Sham on the other hand seems to give you an actual low-level language that you use to write your function giving you more control, so it may be a bit more work, but I think the additional choice and control over what you get as a result is Sham's upside.
Sham is a more general tool that can be used to implement many different DSLs, so it makes sense that it has to be more explicit. Probably Sham could also be used to implement a racket language that sometimes uses sham where it can automatically deduce that it would be beneficial (or easy to do so) and use racket in other cases, with such an language it could probably become as easy as Numba.
The define-ast
is very interesting and goes way beyond what Numba offers.
The paper built an automata language, that reminded me of what I read on ripgrep's page:
Summarizing, ripgrep is fast because:
- It is built on top of Rust's regex engine. Rust's regex engine uses finite automata, SIMD and aggressive literal optimizations to make searching very fast. (PCRE2 support can be opted into with the
-P/--pcre2
flag.)- Rust's regex library maintains performance with full Unicode support by building UTF-8 decoding directly into its deterministic finite automaton engine.

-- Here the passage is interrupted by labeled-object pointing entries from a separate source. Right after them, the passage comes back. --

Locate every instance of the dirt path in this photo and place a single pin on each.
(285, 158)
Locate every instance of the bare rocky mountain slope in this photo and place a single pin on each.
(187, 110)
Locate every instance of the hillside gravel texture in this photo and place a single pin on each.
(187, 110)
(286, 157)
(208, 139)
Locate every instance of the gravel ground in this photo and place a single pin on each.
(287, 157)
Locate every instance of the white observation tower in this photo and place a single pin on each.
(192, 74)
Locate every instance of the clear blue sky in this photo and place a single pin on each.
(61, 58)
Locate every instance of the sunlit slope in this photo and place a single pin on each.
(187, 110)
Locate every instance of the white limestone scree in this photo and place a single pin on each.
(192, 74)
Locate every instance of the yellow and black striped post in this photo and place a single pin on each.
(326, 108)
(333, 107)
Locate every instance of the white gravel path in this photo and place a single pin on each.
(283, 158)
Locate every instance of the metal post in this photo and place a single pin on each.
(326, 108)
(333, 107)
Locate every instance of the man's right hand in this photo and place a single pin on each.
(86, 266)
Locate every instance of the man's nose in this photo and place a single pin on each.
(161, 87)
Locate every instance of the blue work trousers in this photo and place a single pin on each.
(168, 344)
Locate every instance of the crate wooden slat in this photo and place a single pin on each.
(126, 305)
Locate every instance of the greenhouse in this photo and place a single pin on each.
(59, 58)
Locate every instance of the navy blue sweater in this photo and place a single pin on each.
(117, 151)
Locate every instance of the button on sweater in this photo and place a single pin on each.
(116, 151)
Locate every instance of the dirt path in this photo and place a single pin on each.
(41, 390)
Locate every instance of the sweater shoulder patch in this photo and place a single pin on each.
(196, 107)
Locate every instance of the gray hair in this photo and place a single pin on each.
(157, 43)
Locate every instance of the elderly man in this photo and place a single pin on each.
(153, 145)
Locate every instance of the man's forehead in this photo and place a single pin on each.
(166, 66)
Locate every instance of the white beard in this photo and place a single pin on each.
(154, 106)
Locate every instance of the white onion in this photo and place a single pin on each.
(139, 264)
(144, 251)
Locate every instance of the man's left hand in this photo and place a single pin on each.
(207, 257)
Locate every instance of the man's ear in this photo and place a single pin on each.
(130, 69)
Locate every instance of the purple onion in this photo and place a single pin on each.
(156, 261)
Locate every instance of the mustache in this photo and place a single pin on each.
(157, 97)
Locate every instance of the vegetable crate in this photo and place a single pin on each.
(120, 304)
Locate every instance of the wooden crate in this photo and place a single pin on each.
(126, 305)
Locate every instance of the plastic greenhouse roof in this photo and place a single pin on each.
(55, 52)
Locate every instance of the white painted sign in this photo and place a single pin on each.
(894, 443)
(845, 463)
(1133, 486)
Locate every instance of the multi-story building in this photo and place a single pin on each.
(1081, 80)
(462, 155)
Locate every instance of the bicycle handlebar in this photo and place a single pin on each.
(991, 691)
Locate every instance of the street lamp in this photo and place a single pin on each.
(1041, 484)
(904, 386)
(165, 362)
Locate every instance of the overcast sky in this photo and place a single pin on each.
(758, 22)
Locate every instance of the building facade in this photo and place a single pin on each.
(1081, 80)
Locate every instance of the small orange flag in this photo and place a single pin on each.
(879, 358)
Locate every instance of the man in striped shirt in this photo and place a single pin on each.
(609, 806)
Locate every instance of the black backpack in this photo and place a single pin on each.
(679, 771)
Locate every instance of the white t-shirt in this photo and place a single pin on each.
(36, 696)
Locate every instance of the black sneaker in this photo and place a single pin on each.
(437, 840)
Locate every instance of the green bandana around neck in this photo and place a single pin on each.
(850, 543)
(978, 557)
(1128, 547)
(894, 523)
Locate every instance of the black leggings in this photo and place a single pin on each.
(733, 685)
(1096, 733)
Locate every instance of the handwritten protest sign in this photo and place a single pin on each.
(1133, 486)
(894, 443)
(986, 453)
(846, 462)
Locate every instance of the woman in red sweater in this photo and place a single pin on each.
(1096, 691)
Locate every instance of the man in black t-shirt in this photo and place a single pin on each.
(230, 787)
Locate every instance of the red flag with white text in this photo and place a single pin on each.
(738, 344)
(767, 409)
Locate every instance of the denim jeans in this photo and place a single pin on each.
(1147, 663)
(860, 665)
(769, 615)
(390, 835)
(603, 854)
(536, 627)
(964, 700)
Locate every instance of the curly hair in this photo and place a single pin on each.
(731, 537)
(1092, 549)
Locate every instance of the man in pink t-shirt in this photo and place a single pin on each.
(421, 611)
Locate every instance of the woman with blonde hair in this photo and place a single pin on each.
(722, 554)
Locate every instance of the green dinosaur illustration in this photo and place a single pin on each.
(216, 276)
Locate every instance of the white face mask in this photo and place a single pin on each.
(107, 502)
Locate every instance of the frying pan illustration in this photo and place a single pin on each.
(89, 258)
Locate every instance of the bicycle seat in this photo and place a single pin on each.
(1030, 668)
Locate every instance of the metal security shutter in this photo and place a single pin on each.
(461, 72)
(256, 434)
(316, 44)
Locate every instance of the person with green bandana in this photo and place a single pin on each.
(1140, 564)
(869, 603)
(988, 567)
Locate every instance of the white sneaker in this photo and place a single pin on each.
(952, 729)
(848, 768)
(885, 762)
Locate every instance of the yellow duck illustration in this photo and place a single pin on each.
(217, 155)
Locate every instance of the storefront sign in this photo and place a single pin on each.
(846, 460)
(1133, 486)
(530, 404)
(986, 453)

- It supports searching with either memory maps or by searching incrementally with an intermediate buffer. The former is better for single files and the latter is better for large directories. ripgrep chooses the best searching strategy for you automatically.
[...]
So using Sham to implement rackets regexp could be an interesting research project, I wonder what the benchmarks would show. But I also don't know a lot about the current implementation.
Overall I only had a quick look at the paper, so I don't really know how everything works out in practice.
I think with Sham I would be more likely to use llvm (indirectly).